Mexico’s national oil company, PeMex, reported their February oil production fell further to a level that is .25 million barrels per day (Mbd) [or 7.6%] lower than last February. This is mostly due to rapid decline in the country’s biggest field until recently, Cantarell. When natural gas liquids are included, Mexico’s oil production stood at just above 3 Mbd. After Mexico consumes ~2 Mbd for itself, this lower production means that oil imports from Mexico are reduced by almost .25 Mbd (~20%) and may fall below 1 Mbd within a few months.
But US crude oil production is picking up the slack for now. This past week, output was more than 5% higher than last year (an increase of ~.4 Mbd). Domestic production is poised to pass 5.5 Mbd in the weeks ahead.
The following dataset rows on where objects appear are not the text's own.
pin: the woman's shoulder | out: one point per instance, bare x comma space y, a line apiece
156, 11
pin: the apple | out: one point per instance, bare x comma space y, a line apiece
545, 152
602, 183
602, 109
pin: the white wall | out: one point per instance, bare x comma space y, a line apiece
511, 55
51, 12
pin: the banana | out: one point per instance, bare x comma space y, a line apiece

But as I wrote about regarding natural gas last week, the falling rig count threatens future oil output levels too. By late 2009, the almost 50% fewer active drilling rigs today may translate into lower US crude production. If output falls back to ~5 Mbd (~7 Mbd including natural gas liquids), lower Mexican oil imports may begin to bite our overall supply.
But the other puzzle piece is demand. Last week, demand for all major petroleum fuels (from crude for refining to gasoline, distillates, and propane) was significantly below last year. And the recession will probably last for at least another several months. So, if oil demand remains lower, our oil supply should be fine through the Fall. Then we will have to see how far Mexican and US output has fallen and whether OPEC maintains strong compliance to their current low production levels. We could be in for another wild oil price ride if oil field declines (especially in non-OPEC countries) get the upper hand at that point.
Bottom Line: Low demand and high US oil production makes our current position luxurious compared to the tight supplies of just a few months ago. But this by no means points to a perpetual trend. For us to prepare for oil supply constraints in the future (and to mitigate dangerous climate change), efficiency and renewables deployment will continue to be crucial for long-term security and prosperity.